The 2 Degrees North Pole Expedition

2Dgrees
An experienced team of polar explorers set off on April 4th intending to ski from a latitude of 88° North to 90° North, better known as the North Pole!

According to the expedition’s web site those 2 degrees of latitude are symbolic of the United Nations Framework Convention on Climate Change agreement in Paris to “hold the increase in the global average temperature to well below 2 °C above pre-industrial levels”, and are thus part of the expedition’s name.

Here’s the team of Bernice Notenboom, Martin Hartley and Ann Daniels pictured shortly before departing on their arduous journey via the Russian Barneo ice camp near the North Pole:

2DgreesTeam

Apart from hauling their sleds across some very challenging terrain they will also be doing lots of “citizen science” en route, including stopping regularly to measure the depth of snow covering the sea ice:

2 Degrees Snow Depth. Photo: Martin Hartley
Photo: Martin Hartley

As part of that scientific mission the NASA Operation IceBridge Orion P3 aircraft overflew the team, and amongst other things took this picture:

Photo: NASA
Photo: NASA

Bernice announced on the 2 Degrees expedition’s blog this morning that:

A milestone today – skied 1/2 degree of latitude.

Victor Serov who I call into every night with our position is really happy with our progress: ” You are doing very well Bernice and you are doing science” is his encouraging response every time I call in.

I imagine he is sitting in a tent in Barneo with a giant map, North Pole in the middle, and plotting all routes towards the pole. Each team on the ice has to call in coordinates at night so if something happens, they are standby with 2 MI8 helicopters to assist. Like yesterday somebody had to get evacuated because of frostbite.
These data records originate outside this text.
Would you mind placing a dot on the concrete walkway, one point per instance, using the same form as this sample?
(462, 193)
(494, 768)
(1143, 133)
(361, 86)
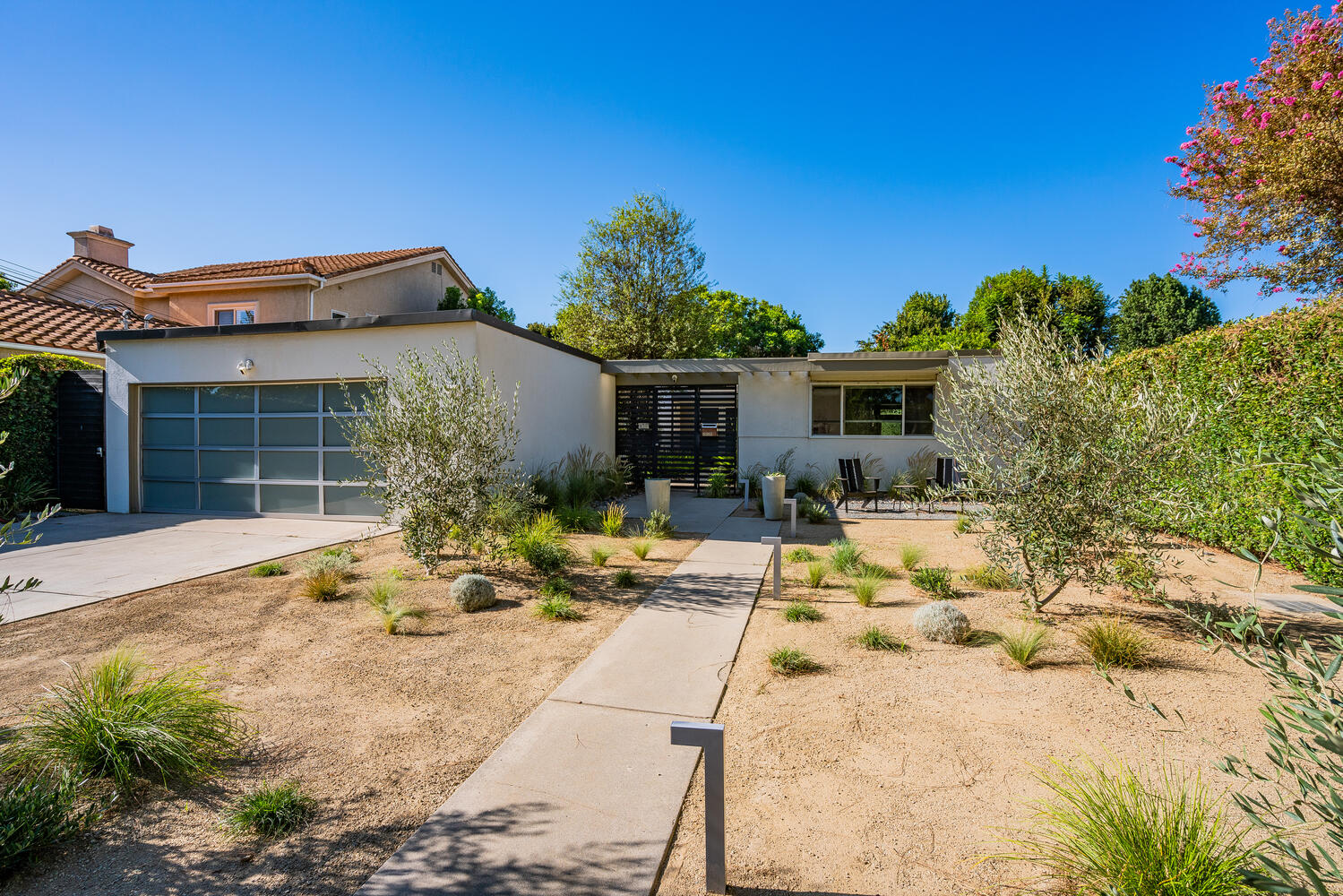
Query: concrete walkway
(93, 556)
(584, 794)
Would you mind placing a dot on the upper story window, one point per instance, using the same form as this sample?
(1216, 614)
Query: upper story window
(228, 314)
(872, 410)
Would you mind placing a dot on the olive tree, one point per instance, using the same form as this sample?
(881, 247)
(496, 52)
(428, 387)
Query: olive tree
(443, 441)
(1063, 458)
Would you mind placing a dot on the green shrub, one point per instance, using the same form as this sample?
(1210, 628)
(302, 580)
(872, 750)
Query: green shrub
(578, 517)
(659, 525)
(790, 661)
(865, 590)
(801, 611)
(845, 556)
(540, 544)
(613, 520)
(934, 581)
(1106, 831)
(38, 810)
(124, 719)
(912, 555)
(990, 578)
(877, 638)
(271, 810)
(556, 606)
(30, 418)
(1023, 645)
(1115, 642)
(1283, 370)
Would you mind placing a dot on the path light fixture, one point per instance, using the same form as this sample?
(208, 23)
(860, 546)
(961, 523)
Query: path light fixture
(708, 737)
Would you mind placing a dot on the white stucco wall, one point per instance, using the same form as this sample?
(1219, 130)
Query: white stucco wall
(564, 401)
(774, 414)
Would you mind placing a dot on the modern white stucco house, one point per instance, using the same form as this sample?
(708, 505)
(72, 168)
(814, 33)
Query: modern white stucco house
(242, 418)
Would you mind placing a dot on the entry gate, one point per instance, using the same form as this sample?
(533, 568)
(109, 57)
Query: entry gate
(678, 433)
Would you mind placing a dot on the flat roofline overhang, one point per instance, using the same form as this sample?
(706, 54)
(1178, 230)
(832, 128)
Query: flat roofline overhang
(460, 316)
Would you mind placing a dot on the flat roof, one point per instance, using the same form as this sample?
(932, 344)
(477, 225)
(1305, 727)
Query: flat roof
(458, 316)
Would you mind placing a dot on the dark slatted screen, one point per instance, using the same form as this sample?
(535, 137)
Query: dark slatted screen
(681, 433)
(80, 462)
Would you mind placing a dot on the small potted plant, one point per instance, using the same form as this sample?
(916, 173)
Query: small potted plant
(772, 487)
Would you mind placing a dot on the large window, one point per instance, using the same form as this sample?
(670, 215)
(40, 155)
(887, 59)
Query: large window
(872, 410)
(253, 449)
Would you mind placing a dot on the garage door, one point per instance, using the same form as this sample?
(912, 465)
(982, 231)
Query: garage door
(253, 449)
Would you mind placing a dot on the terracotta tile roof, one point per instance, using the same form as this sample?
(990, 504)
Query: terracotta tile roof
(56, 323)
(320, 265)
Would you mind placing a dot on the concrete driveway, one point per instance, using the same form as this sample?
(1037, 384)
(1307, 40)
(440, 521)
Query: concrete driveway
(90, 557)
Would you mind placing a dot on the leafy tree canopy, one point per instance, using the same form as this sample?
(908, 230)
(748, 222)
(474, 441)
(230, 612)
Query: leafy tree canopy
(482, 300)
(637, 289)
(1158, 311)
(1264, 164)
(1074, 306)
(745, 327)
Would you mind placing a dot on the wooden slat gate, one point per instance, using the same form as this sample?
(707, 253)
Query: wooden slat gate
(81, 476)
(681, 433)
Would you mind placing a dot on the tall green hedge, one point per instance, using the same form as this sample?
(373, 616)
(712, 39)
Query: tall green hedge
(1267, 379)
(30, 418)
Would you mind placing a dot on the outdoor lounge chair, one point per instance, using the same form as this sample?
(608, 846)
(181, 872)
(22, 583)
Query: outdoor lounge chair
(856, 484)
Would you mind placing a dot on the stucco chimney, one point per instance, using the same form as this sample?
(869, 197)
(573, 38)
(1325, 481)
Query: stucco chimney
(101, 245)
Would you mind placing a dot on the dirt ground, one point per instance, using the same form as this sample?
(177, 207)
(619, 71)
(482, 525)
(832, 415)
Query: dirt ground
(380, 729)
(893, 774)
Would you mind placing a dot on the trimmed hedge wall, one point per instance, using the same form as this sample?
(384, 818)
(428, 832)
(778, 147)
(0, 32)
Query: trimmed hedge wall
(1275, 374)
(30, 418)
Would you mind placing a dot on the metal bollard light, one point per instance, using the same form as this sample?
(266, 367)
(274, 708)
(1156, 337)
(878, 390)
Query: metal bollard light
(778, 560)
(708, 737)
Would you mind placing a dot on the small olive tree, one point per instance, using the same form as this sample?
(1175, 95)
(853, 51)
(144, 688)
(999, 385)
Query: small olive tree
(1065, 460)
(443, 440)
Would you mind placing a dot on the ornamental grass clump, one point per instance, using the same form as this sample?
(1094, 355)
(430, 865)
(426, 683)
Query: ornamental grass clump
(1023, 645)
(1115, 641)
(790, 661)
(845, 556)
(942, 621)
(124, 719)
(1106, 831)
(801, 611)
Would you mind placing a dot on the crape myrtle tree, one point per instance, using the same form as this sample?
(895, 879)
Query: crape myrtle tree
(444, 440)
(1264, 166)
(635, 290)
(1159, 311)
(1065, 458)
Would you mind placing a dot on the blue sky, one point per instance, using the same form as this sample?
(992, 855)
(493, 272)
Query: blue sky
(836, 158)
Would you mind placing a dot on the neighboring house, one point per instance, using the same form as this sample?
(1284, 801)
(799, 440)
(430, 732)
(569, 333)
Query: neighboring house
(312, 288)
(246, 418)
(31, 324)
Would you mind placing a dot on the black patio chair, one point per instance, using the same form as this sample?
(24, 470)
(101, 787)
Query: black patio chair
(856, 484)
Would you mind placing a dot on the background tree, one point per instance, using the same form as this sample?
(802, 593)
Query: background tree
(923, 316)
(482, 300)
(635, 289)
(444, 443)
(1158, 311)
(745, 327)
(1074, 306)
(1066, 458)
(1265, 163)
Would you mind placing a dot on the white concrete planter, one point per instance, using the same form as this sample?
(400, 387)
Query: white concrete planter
(771, 497)
(657, 495)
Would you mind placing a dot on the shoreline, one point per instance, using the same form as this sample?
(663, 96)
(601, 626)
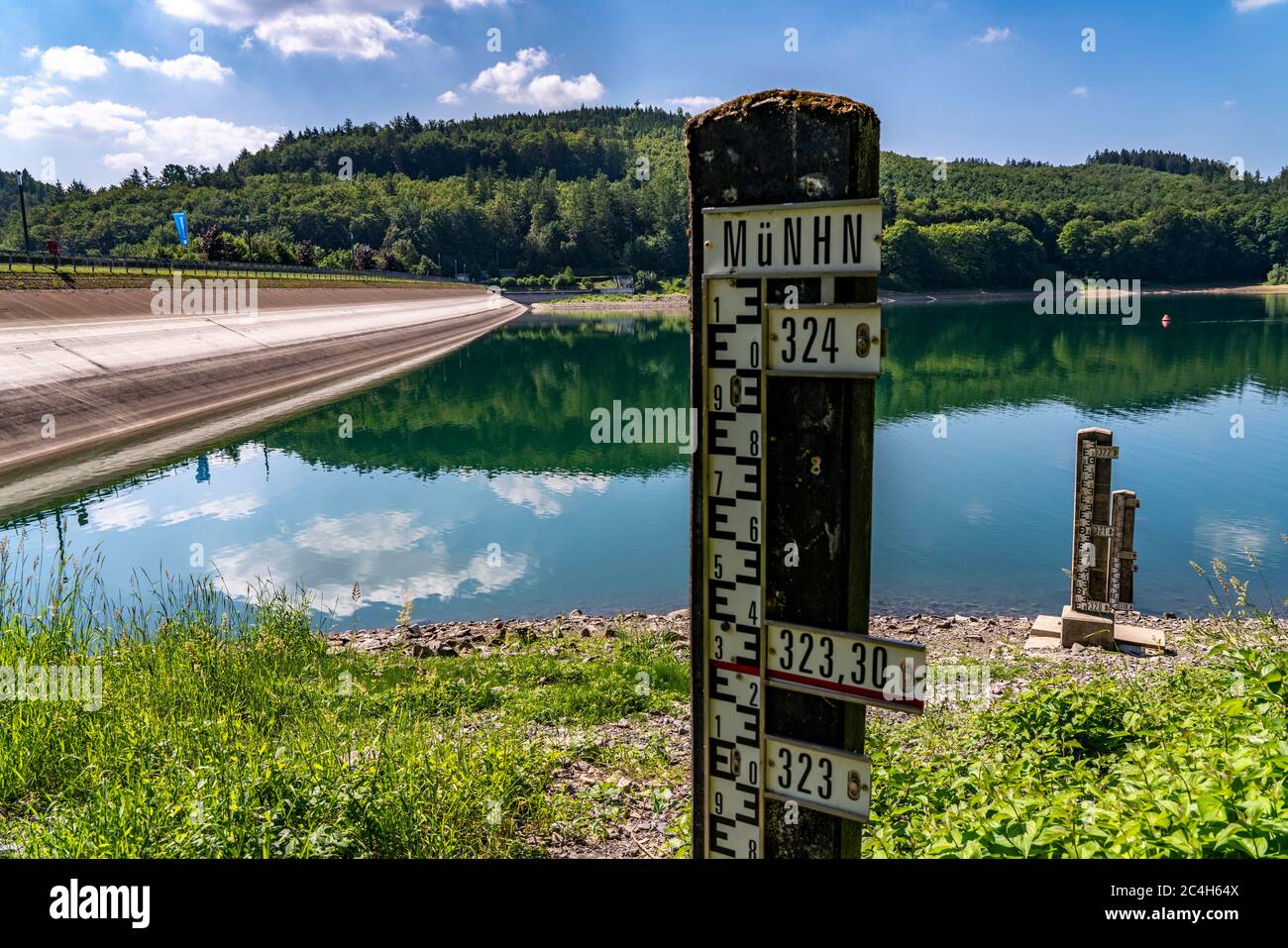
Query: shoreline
(966, 636)
(128, 388)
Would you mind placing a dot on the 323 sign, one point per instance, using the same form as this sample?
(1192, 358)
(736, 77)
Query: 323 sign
(846, 665)
(825, 340)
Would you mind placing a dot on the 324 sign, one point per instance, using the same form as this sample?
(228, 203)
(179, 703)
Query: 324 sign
(825, 340)
(846, 665)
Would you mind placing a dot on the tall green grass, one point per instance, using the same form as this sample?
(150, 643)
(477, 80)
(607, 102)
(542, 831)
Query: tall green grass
(1145, 764)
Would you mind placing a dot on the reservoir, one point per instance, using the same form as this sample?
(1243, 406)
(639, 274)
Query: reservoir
(472, 488)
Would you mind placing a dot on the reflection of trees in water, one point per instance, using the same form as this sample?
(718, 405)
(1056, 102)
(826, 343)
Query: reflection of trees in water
(520, 399)
(948, 357)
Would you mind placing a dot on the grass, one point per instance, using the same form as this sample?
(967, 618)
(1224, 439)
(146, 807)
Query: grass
(1150, 766)
(230, 732)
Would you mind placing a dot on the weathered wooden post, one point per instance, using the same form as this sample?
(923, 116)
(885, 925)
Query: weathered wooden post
(1104, 558)
(787, 342)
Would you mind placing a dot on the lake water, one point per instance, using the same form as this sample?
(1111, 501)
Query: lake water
(472, 488)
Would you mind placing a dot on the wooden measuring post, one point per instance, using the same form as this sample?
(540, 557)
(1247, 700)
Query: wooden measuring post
(1104, 557)
(1122, 553)
(785, 241)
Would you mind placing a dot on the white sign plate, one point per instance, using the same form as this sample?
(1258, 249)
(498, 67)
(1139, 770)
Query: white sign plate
(822, 779)
(825, 340)
(846, 665)
(836, 239)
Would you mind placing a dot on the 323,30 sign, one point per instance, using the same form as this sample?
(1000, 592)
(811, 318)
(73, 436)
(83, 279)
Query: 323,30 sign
(822, 779)
(824, 340)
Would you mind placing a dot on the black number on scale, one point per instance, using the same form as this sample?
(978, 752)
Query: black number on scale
(879, 664)
(809, 766)
(811, 327)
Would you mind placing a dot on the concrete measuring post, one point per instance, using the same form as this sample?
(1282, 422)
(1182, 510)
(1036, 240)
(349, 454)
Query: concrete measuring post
(786, 347)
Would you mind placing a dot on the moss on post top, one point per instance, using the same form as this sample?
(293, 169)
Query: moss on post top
(781, 146)
(785, 99)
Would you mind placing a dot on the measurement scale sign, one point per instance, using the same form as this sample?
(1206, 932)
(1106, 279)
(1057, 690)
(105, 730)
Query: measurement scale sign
(833, 237)
(846, 665)
(733, 518)
(825, 340)
(781, 487)
(822, 779)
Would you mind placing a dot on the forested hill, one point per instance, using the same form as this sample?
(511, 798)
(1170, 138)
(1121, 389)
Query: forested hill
(603, 191)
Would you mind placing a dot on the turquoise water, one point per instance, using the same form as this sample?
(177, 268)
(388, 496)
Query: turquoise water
(472, 488)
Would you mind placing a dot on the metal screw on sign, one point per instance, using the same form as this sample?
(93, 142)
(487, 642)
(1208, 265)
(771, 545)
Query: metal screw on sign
(785, 256)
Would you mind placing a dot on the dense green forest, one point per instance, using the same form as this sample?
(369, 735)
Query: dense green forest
(603, 191)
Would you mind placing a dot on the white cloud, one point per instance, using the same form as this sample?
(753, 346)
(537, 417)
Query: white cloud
(187, 140)
(518, 81)
(361, 29)
(544, 492)
(236, 507)
(364, 35)
(76, 119)
(33, 91)
(200, 68)
(993, 35)
(695, 103)
(120, 513)
(378, 531)
(68, 62)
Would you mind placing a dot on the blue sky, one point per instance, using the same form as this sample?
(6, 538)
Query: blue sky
(91, 89)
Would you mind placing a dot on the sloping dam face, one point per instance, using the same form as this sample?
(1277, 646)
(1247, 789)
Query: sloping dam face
(93, 385)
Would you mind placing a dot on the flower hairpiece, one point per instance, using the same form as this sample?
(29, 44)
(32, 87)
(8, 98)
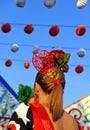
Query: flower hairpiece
(25, 93)
(61, 59)
(57, 81)
(45, 61)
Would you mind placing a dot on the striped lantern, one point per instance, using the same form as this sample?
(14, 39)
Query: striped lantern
(6, 28)
(81, 52)
(80, 30)
(20, 3)
(28, 28)
(35, 49)
(54, 30)
(8, 62)
(26, 64)
(49, 3)
(82, 3)
(79, 69)
(14, 48)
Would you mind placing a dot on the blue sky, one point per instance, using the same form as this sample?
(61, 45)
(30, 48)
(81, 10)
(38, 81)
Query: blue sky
(67, 16)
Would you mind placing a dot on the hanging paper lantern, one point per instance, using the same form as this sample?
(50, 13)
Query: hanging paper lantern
(6, 28)
(8, 63)
(82, 3)
(35, 49)
(54, 30)
(28, 28)
(14, 48)
(80, 30)
(81, 52)
(79, 69)
(26, 64)
(49, 3)
(20, 3)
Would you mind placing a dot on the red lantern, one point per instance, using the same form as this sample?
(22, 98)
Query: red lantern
(80, 30)
(54, 30)
(26, 64)
(79, 69)
(6, 28)
(28, 28)
(8, 63)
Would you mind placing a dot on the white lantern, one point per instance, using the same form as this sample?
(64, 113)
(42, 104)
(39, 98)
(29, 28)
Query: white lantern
(82, 3)
(14, 48)
(81, 52)
(20, 3)
(49, 3)
(35, 49)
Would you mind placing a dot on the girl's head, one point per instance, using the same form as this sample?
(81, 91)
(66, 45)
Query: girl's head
(53, 84)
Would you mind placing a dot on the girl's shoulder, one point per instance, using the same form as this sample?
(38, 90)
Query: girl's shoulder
(69, 121)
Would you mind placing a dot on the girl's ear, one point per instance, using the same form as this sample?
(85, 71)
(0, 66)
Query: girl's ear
(36, 91)
(37, 87)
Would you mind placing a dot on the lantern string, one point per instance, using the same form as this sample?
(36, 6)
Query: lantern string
(43, 46)
(19, 60)
(43, 25)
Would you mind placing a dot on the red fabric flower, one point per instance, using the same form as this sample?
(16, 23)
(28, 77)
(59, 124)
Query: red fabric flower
(56, 53)
(80, 30)
(6, 28)
(8, 63)
(79, 69)
(28, 28)
(54, 30)
(43, 62)
(26, 64)
(11, 127)
(57, 81)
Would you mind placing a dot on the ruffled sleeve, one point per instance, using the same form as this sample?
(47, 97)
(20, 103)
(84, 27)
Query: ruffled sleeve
(21, 119)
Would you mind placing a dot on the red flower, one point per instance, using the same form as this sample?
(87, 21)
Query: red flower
(80, 30)
(54, 30)
(79, 69)
(8, 63)
(11, 127)
(28, 28)
(56, 53)
(26, 64)
(6, 28)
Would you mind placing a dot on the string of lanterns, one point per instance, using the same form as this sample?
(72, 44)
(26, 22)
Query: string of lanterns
(79, 68)
(53, 30)
(51, 3)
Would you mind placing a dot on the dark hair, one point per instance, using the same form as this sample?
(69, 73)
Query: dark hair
(56, 97)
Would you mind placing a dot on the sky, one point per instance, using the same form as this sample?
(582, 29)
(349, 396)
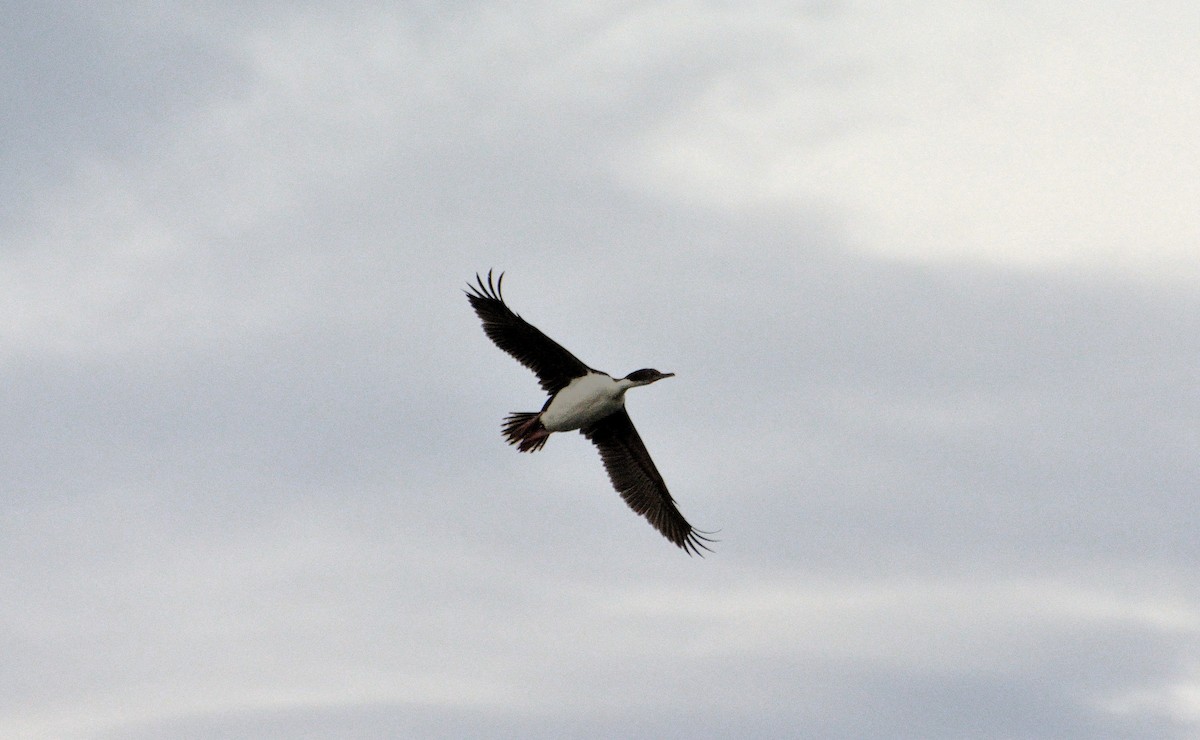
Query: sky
(927, 274)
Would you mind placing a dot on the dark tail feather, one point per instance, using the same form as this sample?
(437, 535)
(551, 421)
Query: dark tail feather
(525, 431)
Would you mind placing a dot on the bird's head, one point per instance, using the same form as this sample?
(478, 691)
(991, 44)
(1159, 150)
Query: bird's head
(646, 377)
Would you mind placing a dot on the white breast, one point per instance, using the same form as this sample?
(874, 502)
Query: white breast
(583, 401)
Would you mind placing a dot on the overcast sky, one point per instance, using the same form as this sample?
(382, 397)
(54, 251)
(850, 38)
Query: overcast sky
(928, 275)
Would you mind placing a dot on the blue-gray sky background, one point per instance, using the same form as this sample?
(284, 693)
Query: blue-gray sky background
(928, 275)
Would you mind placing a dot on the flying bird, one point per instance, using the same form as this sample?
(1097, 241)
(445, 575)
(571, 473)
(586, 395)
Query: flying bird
(589, 401)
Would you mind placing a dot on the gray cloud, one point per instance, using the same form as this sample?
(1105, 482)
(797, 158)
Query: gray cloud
(255, 485)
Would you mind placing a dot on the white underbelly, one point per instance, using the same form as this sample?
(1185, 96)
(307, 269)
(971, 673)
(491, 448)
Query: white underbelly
(583, 401)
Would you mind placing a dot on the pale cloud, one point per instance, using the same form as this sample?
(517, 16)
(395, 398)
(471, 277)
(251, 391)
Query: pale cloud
(1043, 137)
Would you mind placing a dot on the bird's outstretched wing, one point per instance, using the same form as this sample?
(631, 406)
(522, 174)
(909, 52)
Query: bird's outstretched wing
(637, 481)
(547, 359)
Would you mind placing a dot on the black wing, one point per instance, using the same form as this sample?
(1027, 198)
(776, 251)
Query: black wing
(547, 359)
(637, 481)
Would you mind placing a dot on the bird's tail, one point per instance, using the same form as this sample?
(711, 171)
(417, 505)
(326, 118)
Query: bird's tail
(525, 431)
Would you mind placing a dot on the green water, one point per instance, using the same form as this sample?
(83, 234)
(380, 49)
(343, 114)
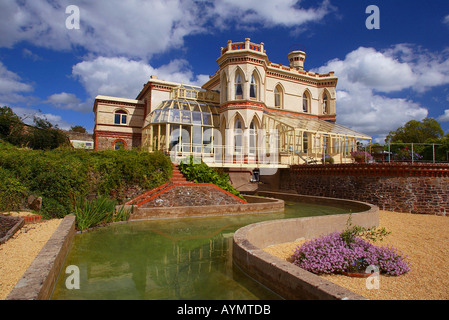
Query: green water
(169, 259)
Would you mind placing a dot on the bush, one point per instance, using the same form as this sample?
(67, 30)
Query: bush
(91, 213)
(60, 175)
(12, 191)
(333, 254)
(202, 173)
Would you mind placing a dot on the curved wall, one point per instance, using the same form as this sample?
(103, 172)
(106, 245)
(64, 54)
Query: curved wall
(286, 279)
(402, 187)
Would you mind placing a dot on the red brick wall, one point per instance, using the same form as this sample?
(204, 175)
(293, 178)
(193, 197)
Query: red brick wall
(401, 187)
(106, 140)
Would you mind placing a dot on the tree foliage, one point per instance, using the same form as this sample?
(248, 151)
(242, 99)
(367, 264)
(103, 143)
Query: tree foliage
(416, 132)
(42, 136)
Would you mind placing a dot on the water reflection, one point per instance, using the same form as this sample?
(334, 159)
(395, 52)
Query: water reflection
(167, 259)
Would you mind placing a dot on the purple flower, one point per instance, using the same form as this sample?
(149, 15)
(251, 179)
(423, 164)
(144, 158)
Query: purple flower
(331, 254)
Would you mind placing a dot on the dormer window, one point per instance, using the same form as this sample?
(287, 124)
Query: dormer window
(306, 102)
(253, 88)
(278, 97)
(238, 87)
(325, 104)
(120, 117)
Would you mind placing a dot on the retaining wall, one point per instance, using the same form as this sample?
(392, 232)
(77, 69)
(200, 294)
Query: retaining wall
(254, 205)
(286, 279)
(402, 187)
(39, 279)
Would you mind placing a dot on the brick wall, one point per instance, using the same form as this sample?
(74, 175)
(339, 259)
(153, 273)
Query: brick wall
(401, 187)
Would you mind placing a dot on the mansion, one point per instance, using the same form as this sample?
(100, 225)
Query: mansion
(252, 113)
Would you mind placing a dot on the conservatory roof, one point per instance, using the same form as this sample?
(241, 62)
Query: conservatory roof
(301, 123)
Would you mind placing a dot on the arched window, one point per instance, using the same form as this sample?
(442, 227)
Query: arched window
(305, 142)
(238, 86)
(238, 136)
(120, 117)
(252, 138)
(253, 87)
(306, 102)
(325, 104)
(278, 97)
(119, 145)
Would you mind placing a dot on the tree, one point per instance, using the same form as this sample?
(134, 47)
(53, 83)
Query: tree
(46, 136)
(79, 129)
(8, 121)
(416, 132)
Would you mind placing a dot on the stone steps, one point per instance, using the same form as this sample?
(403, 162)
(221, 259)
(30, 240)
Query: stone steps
(176, 179)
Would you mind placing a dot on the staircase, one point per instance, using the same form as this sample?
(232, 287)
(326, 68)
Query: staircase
(177, 176)
(176, 179)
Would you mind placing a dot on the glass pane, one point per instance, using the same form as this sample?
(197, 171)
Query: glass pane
(164, 116)
(156, 115)
(196, 117)
(174, 116)
(186, 117)
(252, 91)
(207, 119)
(238, 91)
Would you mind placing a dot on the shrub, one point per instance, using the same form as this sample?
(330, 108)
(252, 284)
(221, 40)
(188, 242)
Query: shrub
(12, 191)
(333, 254)
(361, 156)
(202, 173)
(60, 175)
(91, 213)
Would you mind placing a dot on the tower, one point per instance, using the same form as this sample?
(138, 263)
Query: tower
(296, 59)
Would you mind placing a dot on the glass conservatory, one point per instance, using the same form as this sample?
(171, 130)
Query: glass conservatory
(188, 124)
(184, 123)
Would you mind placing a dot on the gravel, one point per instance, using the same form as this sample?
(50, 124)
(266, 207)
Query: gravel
(19, 251)
(424, 239)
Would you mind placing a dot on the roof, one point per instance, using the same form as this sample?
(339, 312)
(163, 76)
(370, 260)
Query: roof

To get a compliment from a Russian scientist who has spend a year in Vostok in Antarctica [coldest place on earth] as well as being an accomplished polar explorer, we should be proud of ourselves to have skied 1/4 of the way on day 5. But it hasn’t come easy. The half degree has been really hard work temperatures dipped to -41C too cold to film, do science, all we can do is keep moving until we need to eat and drink.

The sleds weigh over 80 kilo’s and new pains and aches show unexpectedly in places you don’t want them, like my back. On the odd break, I would get the notebook out, jot down the GPS position while Ann pokes into the snow and yells the various snow depths to me. The rest of the day we are doing cold management: toes we don’t feel anymore and need nurturing or placing your thumb between the fingers to warm them up inside your mitt, and worse letting your arm hang so the blood can race back to the extremities.

If you are cold all blood flows to your heart and core to protect it, so to call it back is playing a trick with your mind. Despite this careful nursing, I still end up with frost nip on all fingers. I now need to be extra careful with exposure to cold.

Meanwhile Ann Daniels published this image of the sort of terrain they’ve been crossing on her Twitter feed:

Ann Daniels 20170409 Photo: Martin Hartley
Photo: Martin Hartley

The expedition’s current position is reported as as 88.52 N, 147.75 E. Only another 1 1/2 degrees to go! As this map of the drift of the Barneo ice camp shows, the winds are currently somewhat in the team’s favour:

Barneo-Drift-20170408

Every little helps!

17 thoughts on “The 2 Degrees North Pole Expedition

  1. Ann Daniels reports via Twitter that things are warming up near the North Pole:

    1. Now imagine such a “river piracy” occurrence happening in the Himalayan Plateau. The possible impact upon densely populated parts of Asia does not bear thinking about.

      1. I imagine the topography is so much different it probably (like I know, lol) simply couldn’t happen.

        ???

        Which beckons the question: why did this happen? Does journalism just ask questions these days?? Nature abhors a vacuum and what we need is some answers !

        1. Prof Thompson at Ohio State has this to say on the matter…

          “I think we could see similar divergence in streams in the Himalayas as well as throughout the Third Pole region, the Andes of Peru, other sites in northern Canada and Alaska”

          I’ll have a look through the WG2 part of AR5 to see if anything is specifically mentioned there.

  2. So I wondered if you saw the Crockford article posted on Watts about ‘sea ice thickest ever off Newfoundland’

    A real ‘crock’.

    I expect my comment won’t appear. Dr Crockford doesn’t like me.

  3. Yes,… “..but why do I say that?”, I hear you ask

    I am looking for anything really but stagnation catches my eye… The earlier years did show stagnation and yet the graphs did not swing wildly.

    The graphs seem to swing more wildly as the time series goes on. I combine this with the fact 2017 is showing signs of stagnation and boom: I reach panic status!

    Does that sound fair enough, or not ?

    Also, how did people know that 2016 could have spelt the end for the multi year sea ice back in January/February of last year? (Apparently it was the water cooler conversation to end all water cooler conversations and that was in little ol’ Australia!!!)